19. Hukuk Dairesi 2019/1378 E. , 2019/5013 K.
"İçtihat Metni"MAHKEMESİ :Ticaret Mahkemesi
Taraflar arasındaki itirazın iptali davasının yapılan yargılaması sonunda ilamda yazılı nedenlerden dolayı davanın kabulüne yönelik olarak verilen hükmün süresi içinde davalı vekili tarafından temyiz edilmesi üzerine dosya incelendi, gereği görüşülüp düşünüldü.
- KARAR -
Davacı vekili, dava dışı ... Katı Yakıt Gıda...Ltd. Şti. ile davacı banka arasında imzalanan genel kredi sözleşmesinin davalı tarafından 1.340.000,00 TL kefalet limiti ile kefil olarak imzalandığını, kullandırılan kredi borcu ödenmediğinden hesap kat edilerek davalı hakkında 300.000,00 TL"lik ipotek bedelinin kefalet limitinden düşülmesi sonrasında 1.040.000,00 TL kefalet bedeli ile ferilerinin tahsili için başlattığı icra takibinin davalının itirazı üzerine durduğunu belirterek itirazın iptali ile takibin devamına ve %20 icra inkar tazminatına karar verilmesini talep ve dava etmiştir.

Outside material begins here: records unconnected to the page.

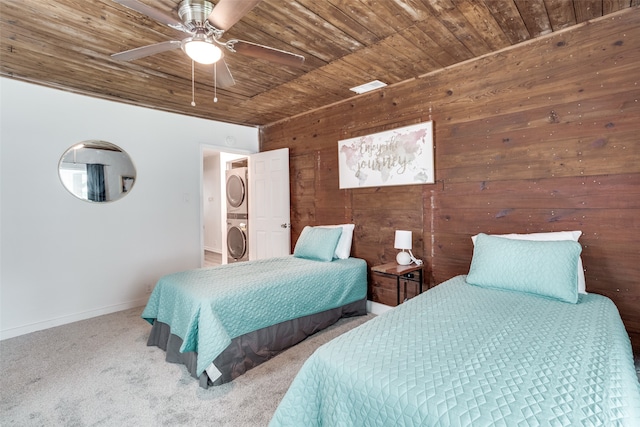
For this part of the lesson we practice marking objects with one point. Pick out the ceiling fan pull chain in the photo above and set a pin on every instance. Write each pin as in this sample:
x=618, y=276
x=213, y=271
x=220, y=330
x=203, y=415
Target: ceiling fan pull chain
x=215, y=82
x=193, y=85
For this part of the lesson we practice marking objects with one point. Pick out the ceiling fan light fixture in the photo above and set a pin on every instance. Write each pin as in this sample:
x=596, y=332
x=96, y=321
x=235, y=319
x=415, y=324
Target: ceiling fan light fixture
x=201, y=50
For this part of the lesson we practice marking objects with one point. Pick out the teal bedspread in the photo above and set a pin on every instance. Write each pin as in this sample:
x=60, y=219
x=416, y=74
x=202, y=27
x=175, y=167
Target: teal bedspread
x=461, y=355
x=209, y=307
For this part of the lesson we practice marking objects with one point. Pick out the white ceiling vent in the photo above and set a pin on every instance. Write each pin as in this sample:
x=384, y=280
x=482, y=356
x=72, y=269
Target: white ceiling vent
x=376, y=84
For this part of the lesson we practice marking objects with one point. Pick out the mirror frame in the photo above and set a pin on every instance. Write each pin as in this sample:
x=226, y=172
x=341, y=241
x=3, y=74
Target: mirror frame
x=111, y=177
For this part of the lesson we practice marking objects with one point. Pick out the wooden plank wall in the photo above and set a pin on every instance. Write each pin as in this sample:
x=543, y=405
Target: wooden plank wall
x=541, y=137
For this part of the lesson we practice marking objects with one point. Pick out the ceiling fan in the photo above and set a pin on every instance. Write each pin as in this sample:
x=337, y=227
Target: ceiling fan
x=205, y=24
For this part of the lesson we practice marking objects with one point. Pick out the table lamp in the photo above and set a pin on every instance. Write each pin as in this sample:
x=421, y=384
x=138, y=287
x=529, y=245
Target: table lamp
x=403, y=241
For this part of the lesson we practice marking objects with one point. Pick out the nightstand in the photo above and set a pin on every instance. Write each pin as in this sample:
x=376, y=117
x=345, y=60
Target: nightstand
x=402, y=273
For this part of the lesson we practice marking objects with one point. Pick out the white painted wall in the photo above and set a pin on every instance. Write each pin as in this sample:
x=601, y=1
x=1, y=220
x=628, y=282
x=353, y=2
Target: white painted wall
x=62, y=259
x=212, y=201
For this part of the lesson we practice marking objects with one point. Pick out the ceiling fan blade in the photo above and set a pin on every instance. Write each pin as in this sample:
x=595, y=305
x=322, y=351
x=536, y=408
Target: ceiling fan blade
x=141, y=52
x=264, y=52
x=153, y=13
x=223, y=75
x=228, y=12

Davalı vekili, icra dosyasına sunulan kredi sözleşmesindeki yazı ve rakamların davalı eli ürünü olmadığını sonradan doldurulduğunu, davalının imzaları şirkete vekaleten atıldığını, davalının kefil olma iradesinin bulunmadığını, davacı bankanın icra dosyasına komite kararlarını ve tahsis talimatlarını sunmadığını, kredi hesap numaralarına ait kredi sözleşmelerinin sunulması halinde bu sözleşmelerde davalının imzasının olmadığının görüleceğini, kefalet sözleşmesinin TBK"nın 584. maddesine aykırı olduğunu ve eşin rızası alınmadığını, davalı dışındaki kişilerden alınan ipoteklerin paraya çevrilmesi yolu ile yapılan takiplerin mahsup edilmediğini savunarak davanın reddini istemiştir.
Mahkemece, yapılan yargılama, toplanan deliller ve benimsenen bilirkişi raporuna göre, sözleşmedeki bir kısım ibarelerin sonradan yazıldığının tespit edilmesinin bilimsel olarak tespitinin mümkün olmaması ve boşluk doldurmaya ilişkin yazıların farklı olmasının sözleşmeyi geçersiz kılmayacağı, davalının toplam net 1.040.000,00 TL kefalet limiti ile sorumlu olduğu hususunun davalınında kabulünde bulunduğu, davalının şekil şartları nedeniyle geçersizlik savunmasının 23/08/2011, 26/04/2011 ve 10/05/2012 tarihli limit artışları ile imzalanan kefalet sözleşmesinin 818. sayılı Borçlar Kanunu hükümlerine uygun olduğu ve 01/07/2012 tarihinde yürürlüğe giren 6098 sayılı Türk Borçlar Kanunu hükümlerinin bu olaya uygulanmasının mümkün olmadığı, takip tarihi itibariyle asıl borçlunun 1.632.040,91 TL borcu bulunduğu davalının ise bu borçtan kefalet miktarı olan 1.040.000,00 TL üzerinden sorumlu olduğu ve davalı vekilinin itirazlarının yerinde olmadığı gerekçesiyle davanın kabulüne, itirazın iptali ile 1.040.000,00 TL asıl alacak ve asıl alacağa takipten itibaren %54 temerrüt faizi ve BSMV uygulanmak suretiyle takibin devamına ve %20 icra inkar tazminatına karar verilmiş, hüküm davalı vekili tarafından adli yardım talepli olarak temyiz edilmiştir.
Davalı vekilinin adli yardım talebini içeren dilekçesi ekinde ibraz edilen belgelerin talebini destekler nitelikte olması ve talebinin kabule elverişli olması nedeniyle adli yardım talebinin kabulüne karar verilerek temyiz itirazlarının incelenmesine geçilmiştir.
Dosyadaki yazılara kararın dayandığı delillerle gerektirici sebeplere, delillerin takdirinde bir isabetsizlik bulunmamasına göre, davalı vekilinin yerinde görülmeyen bütün temyiz itirazlarının reddiyle usul ve kanuna uygun bulunan hükmün ONANMASINA, alınması gereken 71.040,00 TL onama harcının tahsilinin davalının mağduriyetine neden olacağı anlaşıldığından HMK"nın 339/2 maddesi uyarınca davalının onama harcını ödemeden takdiren muaf tutulmasına, 06/11/2019 gününde oybirliğiyle karar verildi.